Dana Farber Cancer Institute; Simmons College; Harvard Medical School; Harvard Vanguard Medical Associates, Boston, MA; and University of North Carolina, Chapel Hill, NC

Dana Farber Cancer Institute; Simmons College; Harvard Medical School; Harvard Vanguard Medical Associates, Boston, MA; and University of North Carolina, Chapel Hill, NC.

出版信息

J Oncol Pract. 2014 Sep;10(5):e293-8. doi: 10.1200/JOP.2013.001192. Epub 2014 Jun 24.

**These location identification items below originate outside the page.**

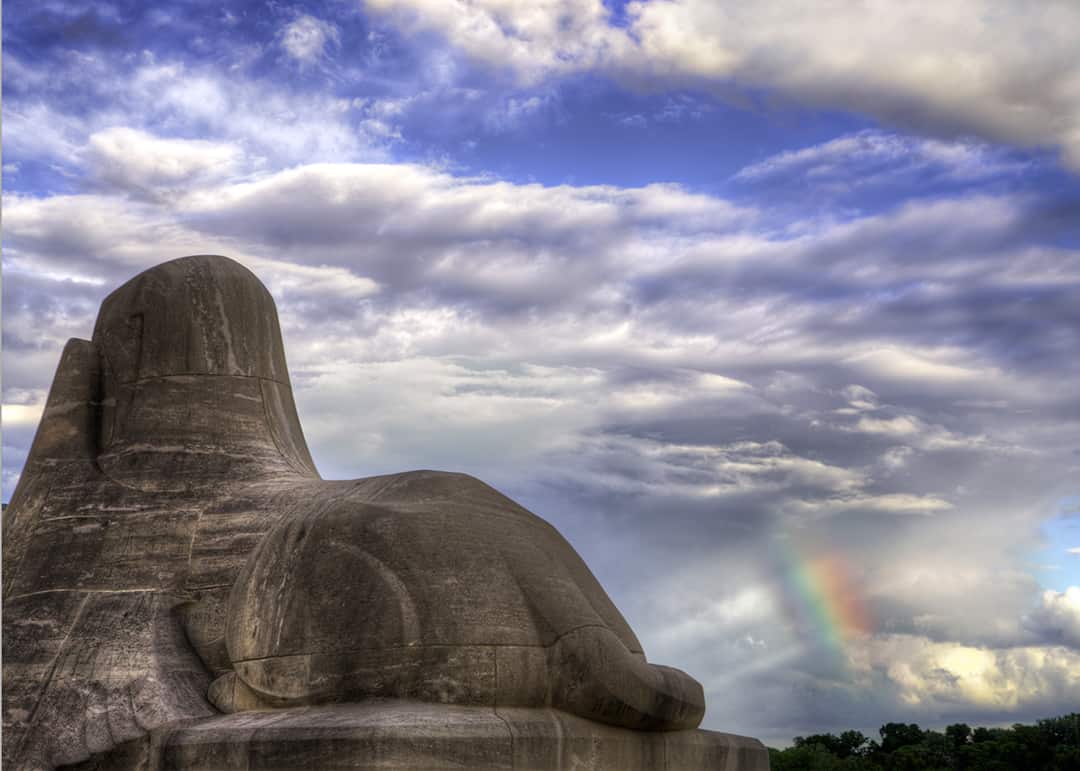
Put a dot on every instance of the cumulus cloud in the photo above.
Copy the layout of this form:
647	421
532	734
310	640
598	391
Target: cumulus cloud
660	373
1023	89
1057	617
139	162
306	39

DOI:10.1200/JOP.2013.001192
PMID:24963136
原文链接:https://pmc.ncbi.nlm.nih.gov/articles/PMC7216209/
Abstract

INTRODUCTION

Although survivorship care recommendations exist, there is limited evidence about current practices and patient preferences.

METHODS

A cross-sectional survey was completed by survivors of lymphoma, head and neck, and gastrointestinal cancers at an academic cancer center. The survey was designed to capture patients' reports of receipt of survivorship care planning and their attitudes, preferences, and perceived needs regarding content and timing of cancer survivorship care information. Elements of survivorship care were based on the Institute of Medicine recommendations, literature review, and clinical experience.

RESULTS

Eighty-five survivors completed the survey (response rate, 81%). More than 75% reported receiving a follow-up plan or appointment schedule, a monitoring plan for scans and blood tests, information about short- and long-term adverse effects, and a detailed treatment summary. These elements were reported as desired by more than 90% of responders. Approximately 40% of these elements were only verbally provided. Although more than 70% described not receiving information about employment, smoking cessation, sexual health, genetic counseling, fertility, or financial resources, these elements were not reported as desired. However, "strategies to cope with the fear of recurrence" was most often omitted, yet desired by most respondents. Survivors' preferences regarding optimal timing for information varied depending on the element.

CONCLUSIONS

Our study suggests that cancer survivorship care planning is heterogeneous and may not need to be comprehensive, but rather tailored to individual survivors' needs. Providers must assess patient needs early and continue to revisit them during the cancer care continuum.

摘要

引言

尽管存在癌症生存护理建议,但关于当前实践和患者偏好的证据有限。

方法

在一家学术癌症中心,对淋巴瘤、头颈癌和胃肠道癌幸存者进行了一项横断面调查。该调查旨在获取患者关于接受癌症生存护理计划的报告,以及他们对癌症生存护理信息的内容和时机的态度、偏好和感知需求。生存护理的要素基于医学研究所的建议、文献综述和临床经验。

结果

85名幸存者完成了调查(回复率为81%)。超过75%的受访者报告收到了后续计划或预约时间表、扫描和血液检查的监测计划、关于短期和长期不良反应的信息以及详细的治疗总结。超过90%的受访者表示希望获得这些要素。这些要素中约40%只是口头提供的。尽管超过70%的受访者表示未收到关于就业、戒烟、性健康、遗传咨询、生育或财务资源的信息,但他们并未表示希望获得这些要素。然而,“应对复发恐惧的策略”最常被遗漏,但大多数受访者都希望获得。幸存者对信息最佳时机的偏好因要素而异。

结论

我们的研究表明,癌症生存护理计划是异质性的,可能无需全面,但应根据个体幸存者的需求进行调整。医疗服务提供者必须尽早评估患者需求,并在癌症护理连续过程中持续重新审视这些需求。